23 aprile 2008

I gesti eleganti

Scura di pelle come il legno, come il legno dura e forte. La Negra aveva addosso intelligenza e troppa stima per se stessa. Scacciò quella mattina un altro uomo dal suo letto, sotto l’acqua lavò via l’odore stinto di quel sesso, si vestì con molta cura. Entrò in classe che era tardi, come sempre. La Nana era già lì, col suo sorriso e un posto vuoto accanto a lei.
“Per domani voglio avere da voi due una Storia pronta”, disse in aula il Gran Maestro, indicando prima l’una e poi quell’altra. “Altrimenti andate via, e non mettete mai più piede in questa scuola”.
La Nana era bruttissima, sbadata e perspicace. I capelli erano rossi e sempre sporchi, non toccava carne umana da chissà che tempi andati. Stava in casa con sua madre, e sognava. Come tutti, sperava di permettersi una vita grazie alla parola scritta.
“Non sarò mai in grado di scrivere nulla per domani”, disse fuori alla sua amica nera in volto, e in quei frangenti pure dentro.
“Non è vero, proveremo e sono certa che faremo un gran lavoro”, obiettò la Negra.
“Ho paura”, sussultò quindi la Nana, con lo sguardo verso i piedi ed un tremore tutto addosso.
“Prima o poi sarebbe successo”.
Poi la Negra entrò da sola dentro l’aula diciassette, prese un pacco di fogliacci e iniziò a scrivere. Pensava, tra sé e sé, che sarebbe stata brava; voleva sostenere anche l’amica, e così scrisse per due.
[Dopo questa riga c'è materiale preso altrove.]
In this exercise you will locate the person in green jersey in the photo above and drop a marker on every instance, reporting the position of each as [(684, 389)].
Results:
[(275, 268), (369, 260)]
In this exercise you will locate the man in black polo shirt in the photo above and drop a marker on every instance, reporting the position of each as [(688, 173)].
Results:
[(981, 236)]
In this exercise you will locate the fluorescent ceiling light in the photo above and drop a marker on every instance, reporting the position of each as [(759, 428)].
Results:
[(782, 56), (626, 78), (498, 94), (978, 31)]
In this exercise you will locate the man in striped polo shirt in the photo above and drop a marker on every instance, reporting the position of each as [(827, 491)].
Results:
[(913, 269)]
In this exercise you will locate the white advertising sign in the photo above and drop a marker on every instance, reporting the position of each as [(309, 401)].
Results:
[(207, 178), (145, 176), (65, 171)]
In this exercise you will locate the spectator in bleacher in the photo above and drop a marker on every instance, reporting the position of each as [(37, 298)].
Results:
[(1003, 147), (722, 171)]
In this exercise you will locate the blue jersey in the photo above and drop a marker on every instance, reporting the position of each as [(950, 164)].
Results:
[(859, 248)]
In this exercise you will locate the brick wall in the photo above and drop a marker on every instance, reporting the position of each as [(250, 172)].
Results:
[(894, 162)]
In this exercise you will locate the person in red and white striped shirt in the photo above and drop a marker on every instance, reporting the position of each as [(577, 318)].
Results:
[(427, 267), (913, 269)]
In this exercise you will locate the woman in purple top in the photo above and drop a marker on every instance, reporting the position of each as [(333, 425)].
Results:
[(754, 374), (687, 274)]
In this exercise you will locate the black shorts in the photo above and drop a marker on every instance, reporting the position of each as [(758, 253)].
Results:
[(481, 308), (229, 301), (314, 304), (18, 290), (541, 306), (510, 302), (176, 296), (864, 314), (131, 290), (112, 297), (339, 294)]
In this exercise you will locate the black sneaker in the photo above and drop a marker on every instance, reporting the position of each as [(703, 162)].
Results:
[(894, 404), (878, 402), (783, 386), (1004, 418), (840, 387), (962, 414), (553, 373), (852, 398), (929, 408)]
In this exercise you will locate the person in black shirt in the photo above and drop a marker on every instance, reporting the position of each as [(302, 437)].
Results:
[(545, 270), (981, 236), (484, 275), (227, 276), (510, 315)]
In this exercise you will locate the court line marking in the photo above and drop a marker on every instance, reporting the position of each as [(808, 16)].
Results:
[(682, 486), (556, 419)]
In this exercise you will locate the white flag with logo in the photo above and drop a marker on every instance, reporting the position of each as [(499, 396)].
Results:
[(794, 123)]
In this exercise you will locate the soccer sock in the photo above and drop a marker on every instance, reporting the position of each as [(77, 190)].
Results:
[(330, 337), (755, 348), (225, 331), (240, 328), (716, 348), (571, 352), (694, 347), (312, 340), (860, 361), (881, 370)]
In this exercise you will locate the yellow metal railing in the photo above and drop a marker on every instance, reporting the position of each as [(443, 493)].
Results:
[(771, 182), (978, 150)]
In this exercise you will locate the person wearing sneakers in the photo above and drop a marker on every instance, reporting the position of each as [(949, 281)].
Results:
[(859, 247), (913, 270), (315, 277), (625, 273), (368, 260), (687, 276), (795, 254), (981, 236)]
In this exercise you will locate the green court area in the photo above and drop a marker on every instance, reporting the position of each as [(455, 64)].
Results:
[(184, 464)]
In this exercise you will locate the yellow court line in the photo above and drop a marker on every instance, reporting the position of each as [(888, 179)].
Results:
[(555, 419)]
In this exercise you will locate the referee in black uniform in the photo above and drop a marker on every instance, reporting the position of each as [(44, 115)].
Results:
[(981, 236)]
Storie distinte e favolose, dal linguaggio colto e senza abbellimenti, frasi corte e musicali. Scrisse bene e scrisse in fretta, quella Negra, e in gran segreto scrisse il doppio, anche per l’altra. Dopo un’ora già finì, sorrise a lungo e uscì un momento a riposare.
Nel frattempo la Nana disperata camminava senza sosta in cerca di un’illuminazione. Piangeva, vagando per la scuola, senza idee da buttar giù in opera scritta. Dopo un po’ concluse infine riflettendo a bassa voce: “Non saremo mai capaci, io e la Negra, di ottenere quel lavoro che ci ha chiesto. Ho un’idea: lo ruberò a qualcuno senza dar nell’occhio. Ne prenderò uno per me e uno per lei”.
Trovò nell’aula diciassette due quaderni abbandonati; esultò leggendo, dentro, due racconti appena scritti. Così li prese in mano e stava uscendo, se non fosse che di scatto entrò la Negra che la vide e le urlò contro.
“Cosa fai, mi rubi quello che ho sudato in questo tempo?”
“Ma che dici, non sapevo fossi tu ad averli scritti!”
“Beh sei stronza e mentecatta. E pensare che ne ho pure scritti due, uno per te e uno per me.”
“Ed io due ne ho rubati, uno per te e uno per me.”
“Puttana!”
“Troia!”
Se non fosse che passava in quel momento il Gran Maestro il quale, attirato dal trambusto, entrò subito nell’aula diciassette. “Che succede, questo chiasso non sta bene”, disse piano e senza perdere la calma. La Negra prese allora la parola e gli rispose: “Non è niente. Commentavo ciò che ha scritto la mia amica. Trovo che nel suo racconto vi sia qualche punto oscuro, ma non sono io che devo giudicarlo, ecco a lei.” E strappò tutt’e due i quaderni dalle mani della Nana per passarli al Gran Maestro. Nel frattempo la sua bassa e brutta amica non fiatò, con gli occhi al suolo ed un pallore singolare addosso al viso. L’aria densa e calcolata si scaldò per un momento.
“Grazie, Negra”, disse l’altra appena l’uomo se ne andò.
“Se non avessi scritto io, sarei qui dentro solo grazie al tuo rubare. Sono io che dovrei ringraziare te”.
“Di cosa parla il mio racconto?”, chiese la Nana sorridendo.
“Parla di noi”.
“Dimmi ancora”.
Silenzio tra le due per qualche istante. Poi la Negra rise e disse.
“Parla di quello che, tra tutti quanti i gesti, è certamente il più elegante”.